Bezos, comme à peu près tous les musiciens mystérieux qui semblent un peu sortir de nulle part, a mené une vie relativement fascinante. En plus d'enregistrer de la musique grecque d'inspiration hawaïenne, ce qui constitue un exploit remarquable en soi, il a aussi travaillé comme caricaturiste pour de nombreux quotidiens athéniens. Bezos, en effet, était un illustrateur de grand talent en plus d'être guitariste, chanteur et compositeur. C'était aussi, semble-t-il, un cocaïnomane. Il est mort de la tuberculose en 1943, à l'âge de 37 ans. La rumeur veut que ça ait été un pas pire gars de party, et sa musique, même dans ses moments les plus mélancoliques, trahit une joie de vivre à laquelle il est difficile de résister si tu as une paire d'oreilles pis un cœur.

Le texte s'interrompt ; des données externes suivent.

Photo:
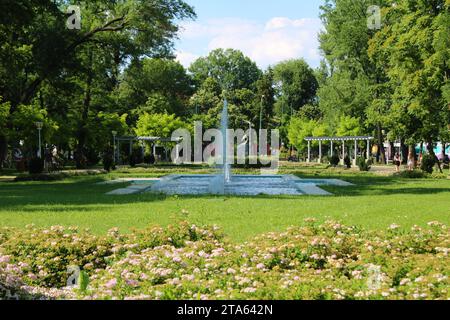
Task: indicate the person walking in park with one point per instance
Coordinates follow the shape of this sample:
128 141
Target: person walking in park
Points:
411 161
397 162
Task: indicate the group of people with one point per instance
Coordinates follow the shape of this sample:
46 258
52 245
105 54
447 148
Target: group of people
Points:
411 163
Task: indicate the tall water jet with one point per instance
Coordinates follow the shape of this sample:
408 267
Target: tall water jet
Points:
219 182
226 167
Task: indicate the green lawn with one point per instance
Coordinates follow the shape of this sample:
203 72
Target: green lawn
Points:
374 202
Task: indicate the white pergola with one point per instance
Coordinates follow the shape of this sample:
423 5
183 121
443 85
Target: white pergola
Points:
342 140
132 139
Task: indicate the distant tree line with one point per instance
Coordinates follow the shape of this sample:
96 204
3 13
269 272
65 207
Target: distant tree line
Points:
118 73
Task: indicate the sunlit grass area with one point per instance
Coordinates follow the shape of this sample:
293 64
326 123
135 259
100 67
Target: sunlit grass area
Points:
374 202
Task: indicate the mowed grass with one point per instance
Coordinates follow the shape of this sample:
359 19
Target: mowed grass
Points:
374 202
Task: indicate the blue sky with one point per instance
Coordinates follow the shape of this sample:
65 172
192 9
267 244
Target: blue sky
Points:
268 31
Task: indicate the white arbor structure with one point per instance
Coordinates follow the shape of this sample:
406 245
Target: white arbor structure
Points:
131 140
338 140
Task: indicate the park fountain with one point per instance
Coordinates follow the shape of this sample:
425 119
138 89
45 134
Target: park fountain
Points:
218 184
224 183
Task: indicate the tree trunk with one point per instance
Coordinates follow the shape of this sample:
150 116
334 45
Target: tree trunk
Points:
80 157
381 150
3 149
431 152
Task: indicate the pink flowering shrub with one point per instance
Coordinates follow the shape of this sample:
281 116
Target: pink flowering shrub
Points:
328 261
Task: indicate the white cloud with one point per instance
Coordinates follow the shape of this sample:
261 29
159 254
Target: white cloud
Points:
267 43
186 58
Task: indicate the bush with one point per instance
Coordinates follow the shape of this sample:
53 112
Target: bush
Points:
428 163
36 166
334 160
108 161
187 262
149 158
347 162
363 164
415 174
93 157
136 157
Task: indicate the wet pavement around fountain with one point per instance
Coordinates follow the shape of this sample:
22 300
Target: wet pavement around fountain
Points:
240 185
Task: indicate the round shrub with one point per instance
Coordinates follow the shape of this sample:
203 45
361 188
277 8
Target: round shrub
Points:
108 161
428 163
347 162
334 160
36 166
363 164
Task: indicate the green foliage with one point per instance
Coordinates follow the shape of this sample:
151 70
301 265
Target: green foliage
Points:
297 84
363 164
348 126
36 166
158 125
414 51
229 68
334 160
428 163
347 162
169 263
299 129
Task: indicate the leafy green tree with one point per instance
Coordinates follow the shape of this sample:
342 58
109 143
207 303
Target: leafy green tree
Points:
229 68
301 128
414 49
155 86
297 85
354 81
349 127
158 125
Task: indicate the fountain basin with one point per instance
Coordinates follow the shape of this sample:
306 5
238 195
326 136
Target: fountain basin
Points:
242 185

Τ'Άσπρα Πουλιά στα βουνα est la pièce la plus ouvertement « comique » de l'œuvre de Bezos, pastichant de manière absurde une variété de genres et de moods en l'espace de trois minutes trente. Mais d'autres compositions, comme Tα Άσπρα Πουλιά στον πόλεμο (traduction : « Les oiseaux blancs vont en guerre »), traitent avec lucidité de la situation politique de l'époque. Le dictateur Ioannis Mataxas vient de prendre le pouvoir, la guerre civile espagnole s'apprête à éclater, et Bezos chante qu'il ne veut pas aller à la guerre, parce qu'il va « y crever nostalgique des jupes courtes ». Les dernières caricatures qu'il publie, peu de temps avant sa mort, se moquent de Benito Mussolini.

Tout ça n'est pas très estival, j'en conviens. Mais ne vous en faites pas : l'album contient un paquet de chansons plus ensoleillées, avec des titres comme Let's Go to Honolulu, Lady Ukulele et A Dream of Hawaii. Parce qu'il n'y a rien de plus plaisant, pour accompagner ton Mai Tai, que le fait de découvrir qu'il y a 80 ans, un musicien grec tripait autant que toi sur la steel guitar hawaïenne… et que, tout comme toi, il craignait l'éventualité d'une guerre mondiale.